I say “sorry,” because Sgt. Casassa has impressed on me that he does not want to see himself made out to be heroic in this column, and does want me to clarify that he was not in Normandy on D-Day, but arrived in Cherbourg, France, three months later, on Sept. 15.

I also should, according to him, say that all he did was “show up.” And I must make plain that he in his tank destroyer did not personally liberate any death camps, though his outfit did, twice, and he will never forget the smell of what he initially thought must be an abandoned slaughterhouse at Ahlem. As he rolled past, and others went in, on April 10, 1945, “the wind changed and a stench — the foulest, vilest, most terrible smell” — overwhelmed him. “Looking back, it was the smell of pure evil.”

Maggie and Bill Casassa will have been married 69 years in June.
Maggie and Bill Casassa will have been married 69 years in June.

Concerned about rise of US antisemitism

The death camps he did not liberate have stayed with him all these years, though, and he’s still angry that American soldiers weren’t told what was behind that smell, which he thinks would have made them fight even harder.

“The State Department knew about it, the president knew. Everyone in power knew, so why in the hell couldn’t we have focused our attacks” on the camps? “We could have done more. Two or three days’ difference would have saved thousands of lives.”

Which is one reason he takes the recent rise in antisemitism, particularly on college campuses, so personally. “To have done all that and then to have this happen in our own country is kind of a slap in the face.”

After the war in Europe was over, Casassa was sent home to rest up and then train for duty in Japan, so he was still sure he would die before his life had really even started.

Then, when Truman dropped the atomic bomb and the war ended, “I was going to live! I was going to live! I was going to live! I had survived. … I never expected to.”

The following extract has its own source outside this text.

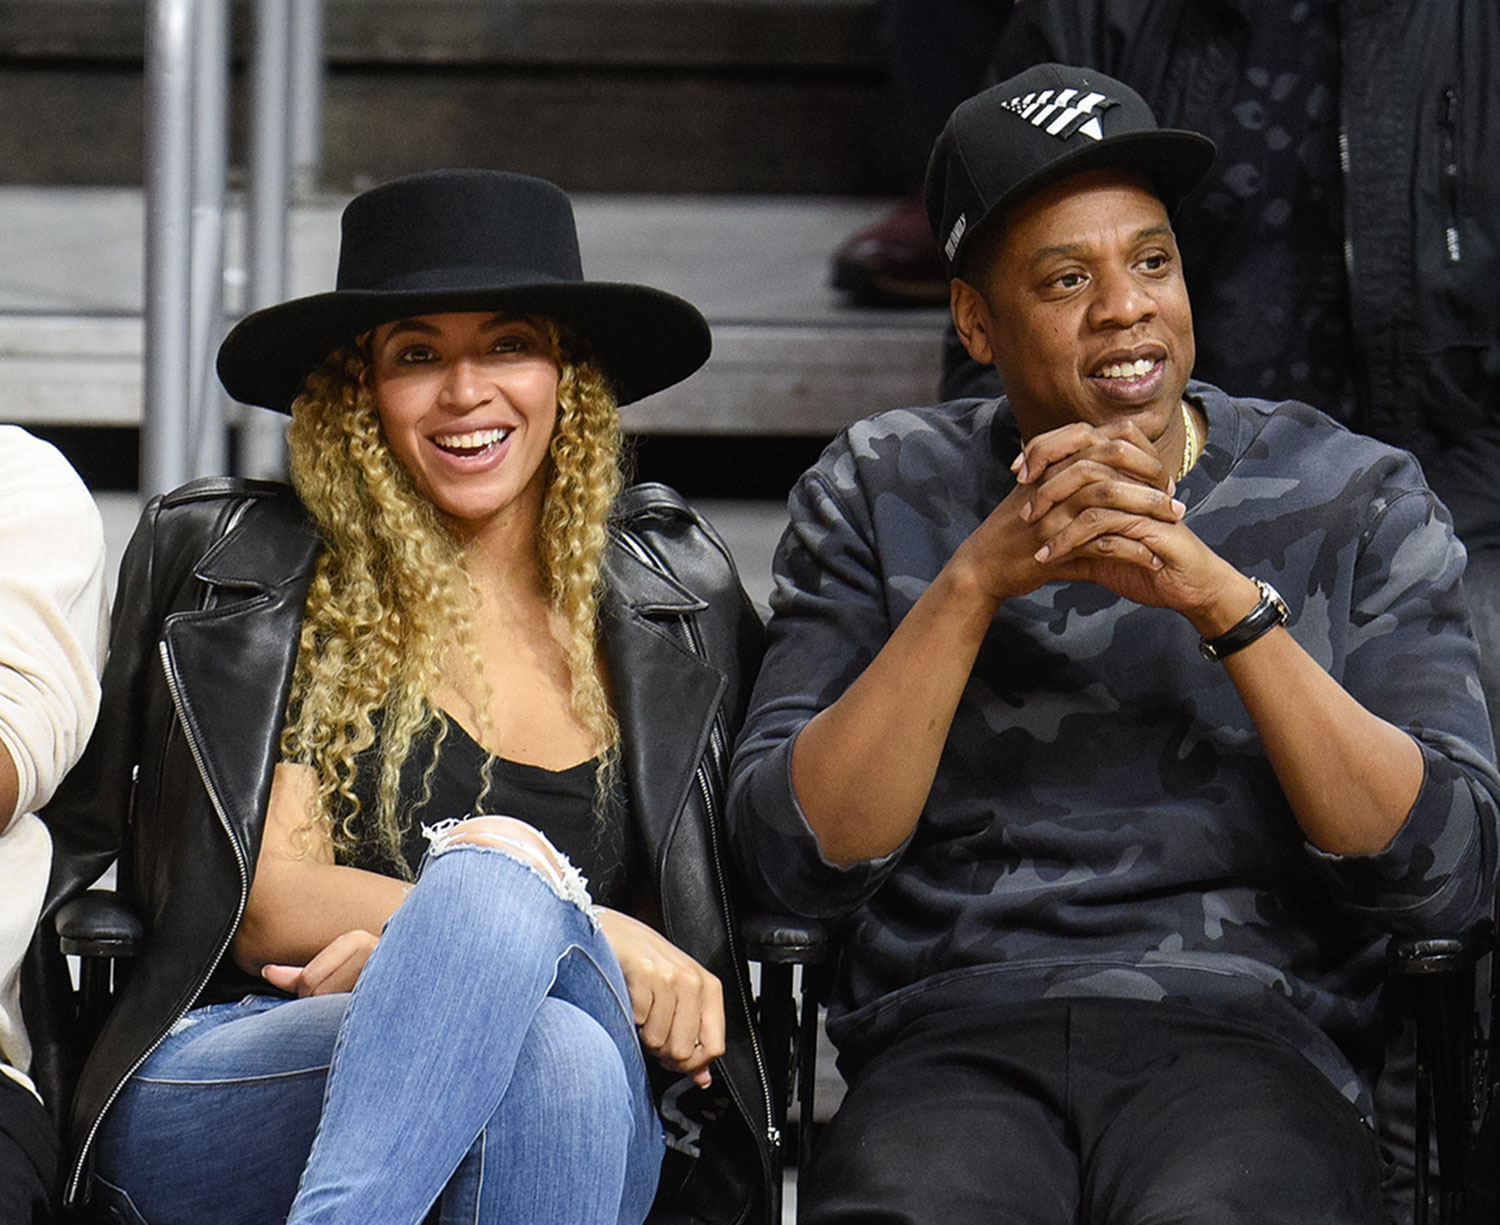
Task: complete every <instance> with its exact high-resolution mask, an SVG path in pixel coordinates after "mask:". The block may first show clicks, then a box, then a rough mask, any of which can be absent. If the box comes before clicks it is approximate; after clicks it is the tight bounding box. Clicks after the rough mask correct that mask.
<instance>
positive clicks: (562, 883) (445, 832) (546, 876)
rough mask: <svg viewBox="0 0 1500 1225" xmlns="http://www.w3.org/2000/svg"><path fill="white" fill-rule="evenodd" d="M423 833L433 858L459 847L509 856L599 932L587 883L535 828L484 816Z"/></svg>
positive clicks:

Through his work as a salesman for a candy company in Boston, he met a girl — Maggie, a D.C. native to whom he will have been married 69 years on June 25. He was transferred to her hometown, where their son and three daughters were born, and then, in 1966, to Kansas City, a move he calls “the best thing that ever happened to me.”

What’s always fascinated me about D-Day is the improbability of it all, and the fact that a day on which so much went horribly wrong led, less than a year later, to a victory so complete that even the expected guerrilla campaign of Nazi dead-enders never happened.

At the Battle of the Bulge, American troops didn’t even have winter clothes, yet here we are, 80 years later, free but also frustratingly oblivious to those whose willingness to be “dead again,” day after day, saved the world from the Nazis and kept our republic alive.

Unlike too many of us, the French of Normandy have not forgotten the 2,500 Americans who never made it home from D-Day, or the grit and grace of those like Bill Casassa, who insists that he’s “just one of the ones who survived.”